World’s smallest electric wire developed, 4 atoms wide


Computational simulation of wires, showing electron density as electrons flow Image Credit


A team of researchers have developed a method for constructing the smallest electric wires known to exist – they’re just 4 atoms wide, and reside inside a silicon chip. The wire itself is 20 times thinner than the copper wire that’s currently inside most microprocessors.


These wires aren’t made from copper, either. They’re composed of phosphorous atoms which are inserted, atom by atom, a into the silicon crystal of the chip itself.  This is an advantage over traditional etching because the phosphorous wires are encased in the silicon, meaning that the electrons don’t have any nearby surfaces to latch onto. This maintains a low resistance to the current, meaning that the electrons create much less heat than do nanoscale copper wires, which produce higher resistance on the nanoscale.

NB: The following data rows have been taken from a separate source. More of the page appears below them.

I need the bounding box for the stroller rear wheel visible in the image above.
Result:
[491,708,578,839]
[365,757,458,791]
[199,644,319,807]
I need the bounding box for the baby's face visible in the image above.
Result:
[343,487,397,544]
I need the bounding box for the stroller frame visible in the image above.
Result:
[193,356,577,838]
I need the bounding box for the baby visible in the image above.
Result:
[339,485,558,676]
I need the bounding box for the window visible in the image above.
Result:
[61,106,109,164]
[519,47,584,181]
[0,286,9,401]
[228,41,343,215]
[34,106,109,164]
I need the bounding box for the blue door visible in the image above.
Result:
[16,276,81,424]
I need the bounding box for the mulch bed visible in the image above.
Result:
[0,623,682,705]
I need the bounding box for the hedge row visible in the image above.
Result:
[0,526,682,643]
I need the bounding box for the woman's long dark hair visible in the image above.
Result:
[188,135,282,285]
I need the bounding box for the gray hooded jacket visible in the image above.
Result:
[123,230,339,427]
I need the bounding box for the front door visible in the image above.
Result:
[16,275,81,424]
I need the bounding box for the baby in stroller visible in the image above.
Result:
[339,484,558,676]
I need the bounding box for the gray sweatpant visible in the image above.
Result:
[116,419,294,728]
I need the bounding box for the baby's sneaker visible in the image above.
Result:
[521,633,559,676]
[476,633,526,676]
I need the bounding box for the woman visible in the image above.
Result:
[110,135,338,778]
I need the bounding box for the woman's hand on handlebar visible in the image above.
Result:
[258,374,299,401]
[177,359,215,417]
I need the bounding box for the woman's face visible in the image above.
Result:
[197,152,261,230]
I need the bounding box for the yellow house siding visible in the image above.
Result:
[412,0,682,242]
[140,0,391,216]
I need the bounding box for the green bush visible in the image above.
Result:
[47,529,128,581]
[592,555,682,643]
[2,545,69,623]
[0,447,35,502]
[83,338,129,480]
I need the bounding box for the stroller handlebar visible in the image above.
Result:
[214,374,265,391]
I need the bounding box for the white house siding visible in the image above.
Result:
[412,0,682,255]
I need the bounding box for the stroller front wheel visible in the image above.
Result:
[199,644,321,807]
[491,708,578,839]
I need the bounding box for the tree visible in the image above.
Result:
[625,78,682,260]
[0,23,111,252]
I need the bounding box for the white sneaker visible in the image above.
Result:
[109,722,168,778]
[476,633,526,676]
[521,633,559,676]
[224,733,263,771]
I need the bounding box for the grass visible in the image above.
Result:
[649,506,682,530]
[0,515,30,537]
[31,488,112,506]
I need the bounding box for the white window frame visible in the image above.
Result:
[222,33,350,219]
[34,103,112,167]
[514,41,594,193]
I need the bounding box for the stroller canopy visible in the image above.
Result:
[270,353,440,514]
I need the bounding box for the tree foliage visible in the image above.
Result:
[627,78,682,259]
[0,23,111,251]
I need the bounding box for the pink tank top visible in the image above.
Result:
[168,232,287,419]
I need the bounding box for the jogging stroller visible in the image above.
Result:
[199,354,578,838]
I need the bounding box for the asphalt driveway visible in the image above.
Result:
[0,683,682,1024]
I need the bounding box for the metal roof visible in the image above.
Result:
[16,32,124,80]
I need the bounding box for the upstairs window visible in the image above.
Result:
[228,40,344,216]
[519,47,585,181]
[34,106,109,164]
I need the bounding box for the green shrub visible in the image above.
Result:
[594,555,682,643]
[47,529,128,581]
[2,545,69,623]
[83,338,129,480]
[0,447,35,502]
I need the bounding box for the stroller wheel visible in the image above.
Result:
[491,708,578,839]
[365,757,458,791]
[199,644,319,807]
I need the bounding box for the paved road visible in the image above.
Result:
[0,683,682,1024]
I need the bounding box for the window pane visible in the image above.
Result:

The ultra-thin electric wire is 10,000 times thinner than human hair, or around 20 times smaller than the copper wire inside a microprocessor. The world’s thinnest electric wire in silicon was developed by a group of researchers from the University of New South Wales, Melbourne University and Purdue University.

“It’s extraordinary to show that Ohm’s Law, such a basic law, still holds even when constructing a wire from the fundamental building blocks of nature – atoms,” Bent Weber, the paper’s lead author whose report was published in journal Science.

Weber, who was a graduate student Center of Excellence for Quantum Computation and Communication Technology at the University of New South Wales, noted that he was thrilled with the project.


Experiments reportedly revealed that the nano-thin wire has the same electric power and efficiency with the conventional electric wires, despite its size; but could be cheaper since they are made atom by atom instead of material-stripping.

“Typically we chip or etch material away, which can be very expensive, difficult and inaccurate,” Gerhard Klimeck, director of a Purdue University‘s Network for Computational Nanotechnology, said on the report.

“But this experimental group built devices by placing atomically thin layers of phosphorus in silicon and found that with densely doped phosphorus wires just four atoms wide it acts like a wire that conducts just as well as metal.” Klimeck added, who is also part of the study.


The researchers hope that these wires can help in quantum computing, when one-atom transistors are eventually created. This recent discovery is being expected to play a vital role in the future of ‘quantum computing‘, in which computer scientists and physicists can benefit a lot in the development of future quantum computers.